Exercises, problem sets and exams — where you get your grades:
It is hard to evaluate the difficulty of the course in general. It really depends on your prior math and probability knowledge. For me, it is challenging. It means, it is not a course that I could leisurely glide through; yet it is not a course that I worry so much that I could not sleep. It is a rigorous course and it is mentally challenging.
Expected workload: lectures and follow-up exercises (about 4–6 hours), solved problems videos (about 2-3 hours, these are teaching assistants' video where they show you step-by-step problem solving), additional material (about 1–2 hours, these are optional videos that offer you more information), problem sets (3–5 hours). So I guess, 10–16 hours per week. These are concentrated study hours, not counting that you may get distracted and have to recalibrate. (been there)
Exams are open-book and timed (48 hours once you started). Scores are released in around one week. Difficulty level is between exercise (easy) to problem sets (hard).
Discussion forum and course operations — where you get interaction:
I love the discussion forum. It is lively. Every day there are many threads. Fellow learners are posting questions and answering questions. I answered a few and benefited a lot from other learners' input. Learning online can be lonely sometimes. When you have a question or get a wrong answer, you eagerly want to know why, but there is no one you can discuss to (families and friends do not give it a shit about the time the fifth ship arrival (poisson), expected time a lightbulb burnout (exponential function) or when a steady-state may have reached (Markov chain)). You need people who share the same context. The discussion forum is an amazing community. I could often get detailed answer either from fellow learners or TAs in a few days. I am thankful for all the kind help from my fellow learners.
Final words are: I recommend this course for anyone who wish to think systematically; though admittedly, it is a heavy course if one does it for interest. Despite the fact that this course would be especially useful for researchers and academics, many of the concepts are surprisingly general and of great usefulness in helping you navigate your work, life and make decisions on all sorts of events. Be prepared to change your mind by what the data could tell you about events in your life. As an example, here is the Bayesian Rule:
This example is for concept illustration, not meant for actual calculation. Say Event A: flight crash; Event B: Friday.

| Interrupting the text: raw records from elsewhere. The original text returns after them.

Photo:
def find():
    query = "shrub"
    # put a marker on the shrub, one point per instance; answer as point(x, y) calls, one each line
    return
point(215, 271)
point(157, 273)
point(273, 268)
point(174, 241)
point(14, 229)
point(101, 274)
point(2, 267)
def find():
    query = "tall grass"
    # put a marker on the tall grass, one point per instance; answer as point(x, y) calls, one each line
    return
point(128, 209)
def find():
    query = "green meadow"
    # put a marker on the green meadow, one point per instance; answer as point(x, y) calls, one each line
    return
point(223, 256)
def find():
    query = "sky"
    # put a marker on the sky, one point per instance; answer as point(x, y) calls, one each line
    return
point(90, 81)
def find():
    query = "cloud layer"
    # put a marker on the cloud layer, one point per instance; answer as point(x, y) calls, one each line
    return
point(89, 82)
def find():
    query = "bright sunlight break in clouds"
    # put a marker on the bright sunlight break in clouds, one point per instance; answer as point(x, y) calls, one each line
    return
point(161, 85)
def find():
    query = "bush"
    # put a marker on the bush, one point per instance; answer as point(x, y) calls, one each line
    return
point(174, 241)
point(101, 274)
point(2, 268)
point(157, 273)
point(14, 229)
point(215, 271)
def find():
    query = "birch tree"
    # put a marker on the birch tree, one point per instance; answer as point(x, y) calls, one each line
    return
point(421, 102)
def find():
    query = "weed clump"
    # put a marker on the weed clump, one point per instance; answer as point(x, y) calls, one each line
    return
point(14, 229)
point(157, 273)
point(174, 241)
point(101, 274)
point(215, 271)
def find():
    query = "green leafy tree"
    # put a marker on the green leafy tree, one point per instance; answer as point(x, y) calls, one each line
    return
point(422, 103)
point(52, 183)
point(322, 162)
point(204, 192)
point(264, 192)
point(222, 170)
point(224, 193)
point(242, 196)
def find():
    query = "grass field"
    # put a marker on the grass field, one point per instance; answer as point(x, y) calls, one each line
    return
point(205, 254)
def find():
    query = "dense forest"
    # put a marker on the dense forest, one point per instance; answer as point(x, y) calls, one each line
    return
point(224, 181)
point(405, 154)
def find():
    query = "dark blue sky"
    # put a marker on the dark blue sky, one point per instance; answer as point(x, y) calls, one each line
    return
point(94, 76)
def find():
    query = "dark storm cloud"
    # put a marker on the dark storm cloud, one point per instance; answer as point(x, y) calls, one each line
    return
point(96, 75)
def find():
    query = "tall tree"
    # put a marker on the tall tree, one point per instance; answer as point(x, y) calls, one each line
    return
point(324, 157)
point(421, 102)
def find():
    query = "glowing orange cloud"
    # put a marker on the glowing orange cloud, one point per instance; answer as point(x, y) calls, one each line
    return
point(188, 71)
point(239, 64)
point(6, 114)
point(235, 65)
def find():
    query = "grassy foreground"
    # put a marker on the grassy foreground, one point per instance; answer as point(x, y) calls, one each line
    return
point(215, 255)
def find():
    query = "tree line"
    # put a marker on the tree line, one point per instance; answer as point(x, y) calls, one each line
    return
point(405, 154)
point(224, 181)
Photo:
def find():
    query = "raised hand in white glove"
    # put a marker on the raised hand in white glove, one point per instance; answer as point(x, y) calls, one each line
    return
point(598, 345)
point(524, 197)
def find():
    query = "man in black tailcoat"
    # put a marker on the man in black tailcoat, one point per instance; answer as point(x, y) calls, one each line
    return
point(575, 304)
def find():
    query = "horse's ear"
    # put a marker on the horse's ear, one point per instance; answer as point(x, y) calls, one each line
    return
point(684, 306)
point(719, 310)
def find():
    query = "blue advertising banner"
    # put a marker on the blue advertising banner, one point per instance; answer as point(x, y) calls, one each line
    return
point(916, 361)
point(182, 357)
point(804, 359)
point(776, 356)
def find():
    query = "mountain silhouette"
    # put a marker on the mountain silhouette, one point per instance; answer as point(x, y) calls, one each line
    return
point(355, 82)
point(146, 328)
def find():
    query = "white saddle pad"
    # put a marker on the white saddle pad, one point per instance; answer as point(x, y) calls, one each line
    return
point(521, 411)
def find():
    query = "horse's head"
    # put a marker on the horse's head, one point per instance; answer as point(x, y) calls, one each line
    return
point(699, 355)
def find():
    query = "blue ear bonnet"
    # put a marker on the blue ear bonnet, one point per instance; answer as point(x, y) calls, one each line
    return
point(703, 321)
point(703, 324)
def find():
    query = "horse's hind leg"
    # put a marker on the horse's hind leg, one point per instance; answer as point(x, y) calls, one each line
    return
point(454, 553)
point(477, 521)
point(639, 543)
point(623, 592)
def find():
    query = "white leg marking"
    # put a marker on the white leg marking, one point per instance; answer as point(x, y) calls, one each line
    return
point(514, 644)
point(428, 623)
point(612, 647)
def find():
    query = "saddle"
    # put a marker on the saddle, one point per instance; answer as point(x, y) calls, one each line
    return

P(A|B) = P(flight crash| on a Friday) means the probability of a flight crash, given that the day is a Friday. This probability is related to the following events:
P(B|A) = P(on a Friday|flight crash) means that the probability of a Friday, given that there is a flight crash.
P(A) = P (flight crash) is the probability of a flight crash without any given conditions.
P(B) = P(Friday) is the probability of Fridays in a year. Roughly, there are 52 Fridays/365 days
Using Bayesian Rule, we calculate the probability in the entire sample space of flight crashes. However, when we infer this probability, our mind's sample space is narrowed down to what we knew, i.e. how many flight crashes that we saw in the news and how many of them happened on Fridays. If you read about 3 flight crashes and 1 of them happens on a Friday, for you the probability is 33.3%. In fact, there were 39 (source: IATA) crashes in 2022, so on average, there is 39 x 52/365 = 5.6 could happen on Friday. It is about 14%. What I am trying to say is that our mind is limited to the information we knew. This course is a great way to train your mind and help you think more systematically and critically.